Sofinnova goes digital

The promise of fast timelines and early revenues lure a new investor into digital medicine.

iCad, the developer of artificial intelligence-enabled mammography technology, made 28% of its workers redundant last month. Verily, which works in the area of AI-enabled precision medicine, laid off 15% of its workforce in January. And Pear Therapeutics has filed for bankruptcy, shortly after putting itself up for sale. All in all, this is an odd time to be making a push into digital health. 

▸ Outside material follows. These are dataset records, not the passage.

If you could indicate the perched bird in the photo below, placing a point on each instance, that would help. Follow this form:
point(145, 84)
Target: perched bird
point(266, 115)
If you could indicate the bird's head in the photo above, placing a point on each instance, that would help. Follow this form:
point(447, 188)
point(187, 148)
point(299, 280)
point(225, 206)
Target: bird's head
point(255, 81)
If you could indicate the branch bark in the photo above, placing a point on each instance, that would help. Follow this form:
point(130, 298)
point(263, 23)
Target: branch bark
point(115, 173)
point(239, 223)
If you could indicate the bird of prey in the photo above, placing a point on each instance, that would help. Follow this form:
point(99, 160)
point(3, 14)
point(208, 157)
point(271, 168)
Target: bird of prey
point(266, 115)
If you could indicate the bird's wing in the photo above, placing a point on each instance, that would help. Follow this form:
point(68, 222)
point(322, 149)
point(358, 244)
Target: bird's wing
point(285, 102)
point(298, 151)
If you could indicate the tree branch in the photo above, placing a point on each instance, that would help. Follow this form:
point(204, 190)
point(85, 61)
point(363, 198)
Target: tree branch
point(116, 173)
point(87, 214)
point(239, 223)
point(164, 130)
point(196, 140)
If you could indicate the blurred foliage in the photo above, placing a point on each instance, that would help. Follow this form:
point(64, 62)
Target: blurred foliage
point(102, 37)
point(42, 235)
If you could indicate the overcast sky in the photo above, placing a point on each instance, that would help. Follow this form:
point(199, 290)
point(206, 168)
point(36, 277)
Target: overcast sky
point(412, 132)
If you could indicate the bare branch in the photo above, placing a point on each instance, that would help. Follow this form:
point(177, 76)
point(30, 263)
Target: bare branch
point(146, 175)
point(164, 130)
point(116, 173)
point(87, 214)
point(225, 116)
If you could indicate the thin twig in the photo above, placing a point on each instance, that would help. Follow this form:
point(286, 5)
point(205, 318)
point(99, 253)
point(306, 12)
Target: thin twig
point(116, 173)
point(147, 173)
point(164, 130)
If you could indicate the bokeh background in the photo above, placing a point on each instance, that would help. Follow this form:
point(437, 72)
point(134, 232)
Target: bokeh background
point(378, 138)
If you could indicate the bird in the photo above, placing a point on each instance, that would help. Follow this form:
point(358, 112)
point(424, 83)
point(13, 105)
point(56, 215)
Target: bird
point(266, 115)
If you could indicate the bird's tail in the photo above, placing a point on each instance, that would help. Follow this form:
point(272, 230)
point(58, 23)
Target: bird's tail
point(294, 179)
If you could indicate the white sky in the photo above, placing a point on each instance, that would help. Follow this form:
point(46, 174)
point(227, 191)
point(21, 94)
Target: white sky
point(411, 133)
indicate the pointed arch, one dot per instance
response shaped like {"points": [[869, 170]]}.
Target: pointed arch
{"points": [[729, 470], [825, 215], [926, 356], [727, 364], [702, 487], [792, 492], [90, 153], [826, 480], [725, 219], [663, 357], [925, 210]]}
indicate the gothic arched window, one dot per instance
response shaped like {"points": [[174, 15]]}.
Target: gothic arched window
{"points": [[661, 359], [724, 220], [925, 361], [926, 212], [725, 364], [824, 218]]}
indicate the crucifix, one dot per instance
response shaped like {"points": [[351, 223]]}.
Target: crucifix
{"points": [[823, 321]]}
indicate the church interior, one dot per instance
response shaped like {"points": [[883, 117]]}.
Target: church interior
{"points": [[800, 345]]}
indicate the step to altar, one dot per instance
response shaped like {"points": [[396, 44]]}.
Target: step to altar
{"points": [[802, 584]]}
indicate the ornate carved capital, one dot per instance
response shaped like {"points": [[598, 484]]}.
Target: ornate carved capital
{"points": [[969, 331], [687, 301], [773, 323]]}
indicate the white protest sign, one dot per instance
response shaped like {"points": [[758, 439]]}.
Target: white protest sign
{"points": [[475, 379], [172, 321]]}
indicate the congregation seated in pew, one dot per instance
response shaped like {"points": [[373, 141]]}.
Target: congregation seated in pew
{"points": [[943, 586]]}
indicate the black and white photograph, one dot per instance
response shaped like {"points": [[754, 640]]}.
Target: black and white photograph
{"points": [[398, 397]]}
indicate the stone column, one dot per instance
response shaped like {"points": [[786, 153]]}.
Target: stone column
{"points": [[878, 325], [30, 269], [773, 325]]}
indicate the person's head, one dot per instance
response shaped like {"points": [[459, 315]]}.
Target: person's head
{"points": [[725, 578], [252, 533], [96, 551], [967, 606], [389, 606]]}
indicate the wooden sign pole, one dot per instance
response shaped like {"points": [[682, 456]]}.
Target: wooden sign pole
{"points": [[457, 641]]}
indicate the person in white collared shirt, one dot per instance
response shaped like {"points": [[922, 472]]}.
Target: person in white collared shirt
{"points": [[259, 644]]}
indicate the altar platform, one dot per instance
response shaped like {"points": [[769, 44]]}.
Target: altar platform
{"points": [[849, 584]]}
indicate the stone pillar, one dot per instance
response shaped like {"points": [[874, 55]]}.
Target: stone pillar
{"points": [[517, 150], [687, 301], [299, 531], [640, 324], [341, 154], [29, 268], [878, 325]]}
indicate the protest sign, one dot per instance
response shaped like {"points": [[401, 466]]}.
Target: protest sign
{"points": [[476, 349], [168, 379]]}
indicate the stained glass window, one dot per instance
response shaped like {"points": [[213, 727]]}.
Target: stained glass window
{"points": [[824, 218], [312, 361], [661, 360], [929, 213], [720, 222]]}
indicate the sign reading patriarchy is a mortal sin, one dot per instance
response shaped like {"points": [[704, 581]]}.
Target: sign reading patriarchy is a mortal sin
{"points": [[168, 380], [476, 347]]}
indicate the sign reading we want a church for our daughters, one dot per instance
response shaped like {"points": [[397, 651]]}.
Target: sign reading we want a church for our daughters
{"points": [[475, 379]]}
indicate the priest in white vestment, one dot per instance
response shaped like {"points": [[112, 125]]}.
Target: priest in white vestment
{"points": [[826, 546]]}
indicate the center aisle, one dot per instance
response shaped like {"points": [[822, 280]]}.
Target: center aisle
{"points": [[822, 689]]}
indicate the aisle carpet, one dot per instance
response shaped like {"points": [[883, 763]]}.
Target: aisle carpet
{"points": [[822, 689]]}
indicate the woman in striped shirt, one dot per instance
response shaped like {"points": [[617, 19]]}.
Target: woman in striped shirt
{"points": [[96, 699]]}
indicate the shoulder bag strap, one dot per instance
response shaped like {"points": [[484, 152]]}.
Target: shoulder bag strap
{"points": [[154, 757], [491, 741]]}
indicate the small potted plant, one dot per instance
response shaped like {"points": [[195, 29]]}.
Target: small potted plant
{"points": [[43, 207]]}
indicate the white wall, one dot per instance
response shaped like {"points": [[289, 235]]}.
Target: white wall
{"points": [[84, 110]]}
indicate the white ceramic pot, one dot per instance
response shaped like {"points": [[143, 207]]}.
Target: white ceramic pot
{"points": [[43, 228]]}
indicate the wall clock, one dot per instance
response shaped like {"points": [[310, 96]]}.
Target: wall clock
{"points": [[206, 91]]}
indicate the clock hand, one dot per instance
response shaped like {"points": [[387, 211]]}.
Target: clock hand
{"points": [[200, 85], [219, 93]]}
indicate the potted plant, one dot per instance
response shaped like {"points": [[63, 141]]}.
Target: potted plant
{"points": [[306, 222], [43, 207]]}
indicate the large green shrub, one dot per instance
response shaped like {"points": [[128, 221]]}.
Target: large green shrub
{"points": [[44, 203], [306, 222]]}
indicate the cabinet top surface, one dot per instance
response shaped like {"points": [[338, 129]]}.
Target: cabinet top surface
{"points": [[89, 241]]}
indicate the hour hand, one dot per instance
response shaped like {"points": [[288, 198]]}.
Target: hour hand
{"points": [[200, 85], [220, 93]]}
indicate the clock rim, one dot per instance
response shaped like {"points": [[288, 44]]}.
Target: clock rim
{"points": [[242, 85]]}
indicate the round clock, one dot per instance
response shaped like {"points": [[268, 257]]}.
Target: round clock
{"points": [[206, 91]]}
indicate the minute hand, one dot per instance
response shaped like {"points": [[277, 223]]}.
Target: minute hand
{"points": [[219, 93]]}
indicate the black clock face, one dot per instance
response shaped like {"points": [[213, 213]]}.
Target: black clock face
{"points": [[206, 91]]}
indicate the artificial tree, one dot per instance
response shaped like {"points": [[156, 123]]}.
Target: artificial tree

But that is exactly what the venture fund Sofinnova is doing. The group has just started a new digital medicine strategy, under which it has already made three investments and intends to make 10 or so more. In its sights are companies seeking to improve healthcare system efficiencies, Simon Turner, a partner at Sofinnova who is leading the strategy, tells Evaluate Vantage.

The two approaches most often thought of as digital health – telehealth and prescription apps – fall outside of Sofinnova's purview.

“It’s very much focused on the clinical benefits, the impact on the healthcare system, our ability to reduce the delay that we see quite often in the healthcare system,” Turner says. “It’s fundamentally approaches like simulation, modelling techniques, AI, to improve outcomes.”

This is Sofinnova’s sixth investment strategy. The others encompass biotech and medtech, early-stage medtech, industrial biotech, Italian companies and crossover investments. 

Early, but revenue-generating

Under this strategy Sofinnova will invest in 12 to 15 companies, taking part in seed and series A rounds. Sofinnova intends to be involved not only with capital commitments, but also with helping with the targets’ strategy. It also hopes to work with its current and former portfolio companies and limited partners, which are often, Turner says, potential partners or clients for the newer businesses.

Sofinnova's investments so far under its digital medicine strategy
Company Technology Investment Investors
Kiro A platform using AI to help interpret lab test data  €13.8m ($15m) series A Sofinnova, Bpifrance, Kurma Partners and Propulia Capital
Deepc deepcOS, a system to integrate third-party AI technology into existing radiology workflows €12m ($13m) series A Sofinnova, Bertelsmann Investments and Winning Mindset Ventures
Biocortex Carbon Mirror, a computer simulation to aid understanding of the microbiome-host relationship $5m seed funding Sofinnova and Hoxton Ventures
Source: company releases.

“We tend to be in the €2-8m range in terms of initial ticket sizes, and are then able to double down later on, in the subsequent rounds, up to let’s say, €20-25m per company,” Turner says. The strategy also has a seed component, so it can get in earlier and take smaller bets into riskier but potentially high-reward situations.

One advantage of prioritising digital medicine companies over more traditional medical technology is that many generate revenues very early, Turner says – indeed, the three that Sofinnova has invested into so far are all bringing in cash via wither partnerships or service contracts. 

The group intends to hold its investments for five to eight years, which might leave time for the IPO market to recover. But Turner emphasises that there are other exit routes for its portfolio.

“Private equity is really interested, because these are companies generating revenues already”, he says. Pharma, CROs and medtech are all traditionally buyers in the space, he adds – particularly of companies that can help with clinical trial recruitment, for example by identifying likely responders to an experimental treatment. 

But health insurance providers might be interested too, for example in digital approaches that can help sidestep inefficiencies in healthcare systems. Tech companies too could be buyers, he says, naming Google, Apple and Amazon as groups that are increasingly active in the healthcare space. 

The advantages and disadvantages of the digital medical space versus more traditional medtech are well known – on one hand offering faster and cheaper development, but on the other greater difficulty of proving a benefit, less clear regulation and, probably, lower prices for the end products. 

Sofinnova is fond of bucking trends, as its historical willingness to make early-stage investments shows. Maybe getting into digital medicine just as many other players are becoming disillusioned with it is the right move. Time, and exits, will tell.